Air pollution bay area is a severe problem. Read more about air pollution in the Bay Area here. Amid burning woods and chaparral near and far, residents in the Bay Area have become accustomed to checking internet maps for local air quality.

During the 2018 CampFire, AirNow, a website run by a coalition of states, the federal government, Canada, and Mexico, failed because it couldn’t manage the influx of individuals trying to put figures to what their noses were telling them: the air was terrible.

Users rushed to alternate, unapproved websites, such as PurpleAir, a low-cost air monitors maker that maintains an interactive, crowdsourced map.

However, users have discovered a disparity between what official sites publish and the PurpleAir values.

So, What’s The Deal?

Clouds in the sky

PurpleAir, in general, offers more localized, up-to-date, and less precise data than AirNow.

The Environmental Protection Agency and the United States Forest Service are working on a project that some may regard as the Holy Grail of air quality maps: combining data from PurpleAir’s low-cost sensors with data from official government monitoring equipment in a single map. To access the map, click here or on the image below; the circles represent official government monitors, the squares represent PurpleAir sensors, and the triangles represent temporary government monitors.

On Sept. 4, 2020, a screenshot from the AirNow Fire and Smoke map, a trial project.

“While these [unofficial] sensors don’t satisfy the stringent requirements required for regulatory monitors, they can help you get a picture of air quality near you, especially when wildfire smoke is present,” according to the website.

PurpleAir measurements differ from those obtained from official sensors such as those maintained by the Bay Area Air Quality Management District in several significant ways: speed, precision, and placement.

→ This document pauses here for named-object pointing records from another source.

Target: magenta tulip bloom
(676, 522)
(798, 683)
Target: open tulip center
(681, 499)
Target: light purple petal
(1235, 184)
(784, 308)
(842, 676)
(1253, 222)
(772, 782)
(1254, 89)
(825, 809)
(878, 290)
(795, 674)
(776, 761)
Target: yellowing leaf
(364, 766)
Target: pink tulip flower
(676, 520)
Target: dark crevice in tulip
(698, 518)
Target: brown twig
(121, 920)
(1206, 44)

“If they don’t put the protective layer on there, folks can repair their headlights, but they’ll start fading again six months later because the manufacturer’s original coating is already peeling off,” he added. “There’s no more coating once you polish them, so you’re back to exposing the headlights to natural elements like rain, snow, sun, and dirt.”

Go To A Professional

Rather than attempting the task independently, Murenko advises drivers to have their headlights fixed by professionals.

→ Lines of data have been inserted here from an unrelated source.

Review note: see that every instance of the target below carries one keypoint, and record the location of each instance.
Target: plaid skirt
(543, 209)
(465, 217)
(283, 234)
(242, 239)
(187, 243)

“All the yellow will be lightly sanded off and dusted with a wonderful sandpaper,” he explained. “It creates a matte finish when you sand it. As a result, we’ll have to buff and polish it later. This brings back the gloss and clarity. After buffing and polishing, we apply clear protection film to prevent yellowing, rock chips, and scratches.”

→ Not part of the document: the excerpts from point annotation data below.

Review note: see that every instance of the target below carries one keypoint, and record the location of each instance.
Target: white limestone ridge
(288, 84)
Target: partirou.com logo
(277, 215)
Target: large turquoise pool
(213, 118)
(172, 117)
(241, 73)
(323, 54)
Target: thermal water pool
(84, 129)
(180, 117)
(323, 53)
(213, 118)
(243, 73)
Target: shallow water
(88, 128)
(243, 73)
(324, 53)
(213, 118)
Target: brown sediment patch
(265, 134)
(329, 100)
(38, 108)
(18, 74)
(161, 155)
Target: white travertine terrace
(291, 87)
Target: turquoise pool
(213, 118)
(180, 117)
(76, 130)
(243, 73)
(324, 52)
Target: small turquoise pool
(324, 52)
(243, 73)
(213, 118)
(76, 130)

Keep these suggestions in mind the next time your headlights begin to dim.


If your once-clear headlights are now covered with wax paper, it’s best to learn how to clean and buff them yourself to extend the life of your vehicle. You can learn how to approach the Air pollution bay area by inspecting the headlights to determine the degree of damage. Then you’ll be able to discover how to rub the wear and buff them to a new sheen.